Indien (Agra)

And through the leaves and concrete you´re gonna grow into something that death can´t steal

Eine junge Frau lässt vor einem bekannten Reiseziel durch ihre Freundin unzählige Fotos von sich machen. Danach fotografiert sie ihre Freundin. Sie begutachten die Bilder auf dem Bildschirm. Sie freuen sich über die gelungene Bildkomposition, ihr Lächeln, ihre pfiffigen Posen… Sie laden die Bilder in einem bekannten sozialen Netzwerk hoch. Freunde kommentieren die Bilder.
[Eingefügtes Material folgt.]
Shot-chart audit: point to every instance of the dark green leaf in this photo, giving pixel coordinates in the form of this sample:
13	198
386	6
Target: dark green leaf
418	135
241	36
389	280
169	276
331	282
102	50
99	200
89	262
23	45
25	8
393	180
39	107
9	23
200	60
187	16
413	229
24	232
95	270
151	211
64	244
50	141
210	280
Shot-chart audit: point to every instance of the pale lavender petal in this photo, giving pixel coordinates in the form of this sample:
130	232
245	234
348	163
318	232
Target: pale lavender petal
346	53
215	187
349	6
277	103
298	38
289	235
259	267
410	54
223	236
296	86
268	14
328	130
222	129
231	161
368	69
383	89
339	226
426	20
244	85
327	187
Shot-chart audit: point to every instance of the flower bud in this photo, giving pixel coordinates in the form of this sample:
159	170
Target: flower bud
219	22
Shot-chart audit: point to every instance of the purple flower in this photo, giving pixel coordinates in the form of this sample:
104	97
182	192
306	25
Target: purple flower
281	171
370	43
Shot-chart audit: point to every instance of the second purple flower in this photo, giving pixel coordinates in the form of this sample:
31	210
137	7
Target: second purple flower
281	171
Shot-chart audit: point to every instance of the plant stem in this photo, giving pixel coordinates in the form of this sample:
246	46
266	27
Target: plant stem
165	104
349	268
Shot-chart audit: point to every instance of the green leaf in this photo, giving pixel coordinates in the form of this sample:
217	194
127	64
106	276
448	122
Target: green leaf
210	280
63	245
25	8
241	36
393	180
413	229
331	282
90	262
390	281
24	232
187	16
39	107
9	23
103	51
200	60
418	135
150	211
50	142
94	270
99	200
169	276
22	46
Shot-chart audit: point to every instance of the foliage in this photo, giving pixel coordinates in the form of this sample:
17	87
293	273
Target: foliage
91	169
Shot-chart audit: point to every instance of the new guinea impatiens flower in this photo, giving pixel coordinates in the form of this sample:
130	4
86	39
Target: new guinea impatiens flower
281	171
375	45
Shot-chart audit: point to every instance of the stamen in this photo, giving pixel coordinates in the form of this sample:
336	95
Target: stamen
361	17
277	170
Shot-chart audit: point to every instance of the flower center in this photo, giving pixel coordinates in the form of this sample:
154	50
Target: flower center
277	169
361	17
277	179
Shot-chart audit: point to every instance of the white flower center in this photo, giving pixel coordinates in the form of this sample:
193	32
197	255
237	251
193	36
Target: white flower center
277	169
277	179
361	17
Die Bilder überdauern ihre Jugend, ihre Schönheit und andere Unannehmlichkeiten des Lebens.

Ein alter Mann nimmt an seiner elektrischen Orgel Lieder auf. Er beherrscht sein Instrument, er beherrscht die Titel: Toccaten, Marienlieder, Rumba-Klassiker, Eigenkompositionen. Er freut sich. Auch sein Nachbar hört die Lieder in digitaler Form bei sich nebenan. Der alte Mann wird älter und scheidet aus der Welt. Auf seiner Beerdigung werden seine Lieder gespielt. Sie überdauern ihn, die Sommer, die Herbste und die Winter.

Eine Frau und ein Mann lieben sich. Sie zeugen 14 Kinder. Bei der Geburt des 14.Kindes stirbt die Frau. Der Mann trauert. Monate. Jahre. Zum Gedenken an seine Frau baut er eine Gruft, eher ein Denkmal. Unzählige Arbeiter verbauen unzählige Tonnen Marmor, Schnitzereien und Arabesken zum Angedenken der Frau. Der Prunk und Glanz des Baus lässt dem Mann die Trauer leichter gelingen. Die Gruft, das Denkmal wird bekannter als die Frau selbst. Es wird zur Sehenswürdigkeit. Auch der Mann stirbt. Ihm wird kein Denkmal gebaut. Er wird in der Gruft seiner Frau bestattet.

Was bleibt von uns, wenn wir gehen? Was macht uns unsterblich? Was kann uns der Tod nicht rauben?